Jacob terkekeh geli, ia mengusap puncak kepala Hazel. "Tapi kau suka 'kan?" godanya.
Hazel menggembungkan pipinya. "Jangan menggodaku, ayo duduk di sana!" Gadis itu menunjuk gazebo yang terletak tak jauh dari posisi berdiri mereka.
Jacob menggenggam tangan Hazel dan melangkah menuju gazebo. Mereka duduk bersebelahan.
Perlahan Jacob menarik tangannya dari genggaman tangan Hazel. Tangan pria itu berpindah ke pinggang Hazel. "Dua hari tidak bertemu denganmu, aku rindu," ungkapnya.
Hazel tertawa kecil. "Masa sih?"
Dengan gemas Jacob mengacak rambut Hazel. Perasaan sayang yang begitu besar terasa hangat di dalam dadanya. "Aku serius."
Hazel merapikan rambutnya lalu menyematkan anak rambutnya di belakang telinga. Ia merasa seperti ada kupu-kupu yang berterbangan di dalam perutnya mendengar ungkapan manis Jacob.
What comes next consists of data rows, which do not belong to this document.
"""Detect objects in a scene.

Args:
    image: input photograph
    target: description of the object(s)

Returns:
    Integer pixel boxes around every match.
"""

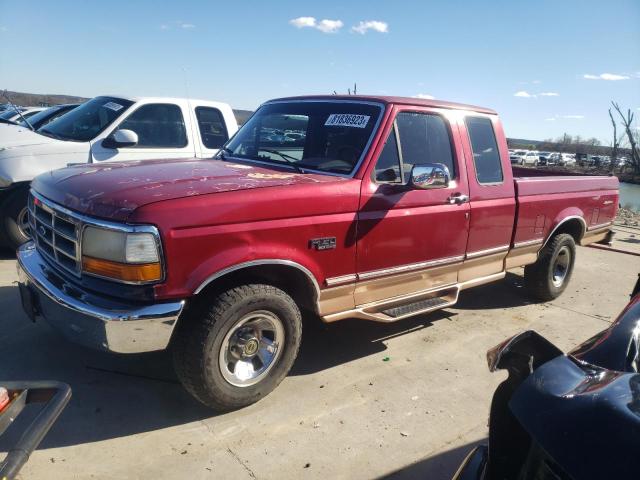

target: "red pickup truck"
[18,96,618,409]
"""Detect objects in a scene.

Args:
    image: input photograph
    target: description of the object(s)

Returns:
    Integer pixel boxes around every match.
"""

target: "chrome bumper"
[17,242,185,353]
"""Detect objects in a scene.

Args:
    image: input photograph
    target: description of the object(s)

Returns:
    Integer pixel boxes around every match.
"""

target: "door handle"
[447,193,469,205]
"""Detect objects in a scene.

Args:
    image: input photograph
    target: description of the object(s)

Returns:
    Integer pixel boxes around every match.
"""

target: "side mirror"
[102,129,138,148]
[409,163,450,190]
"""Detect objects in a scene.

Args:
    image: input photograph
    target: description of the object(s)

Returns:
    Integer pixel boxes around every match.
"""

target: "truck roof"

"Aku senang mendengarnya." Deretan gigi Hazel terlihat jelas karena gadis itu tersenyum sangat lebar.
"Kau tidak rindu padaku?" tanya Jacob pura-pura kesal.
"Kata siapa?" Hazel bertanya balik dengan senyum malu-malu.
Saking gemasnya dengan raut wajah Hazel, Jacob kembali menghujami wajah Hazel dengan kecupan hingga terakhir mengecup di bibir gadis itu.
"Ayo kita bicarakan tentang pertunangan kita. Tanggalnya kau sudah tahu?" Jacob kembali memasang wajah seriusnya.
"Tanggal dua puluh lima," jawab Hazel dengan mantap.
"Dua minggu lagi?!" kaget Jacob dengan mata membola.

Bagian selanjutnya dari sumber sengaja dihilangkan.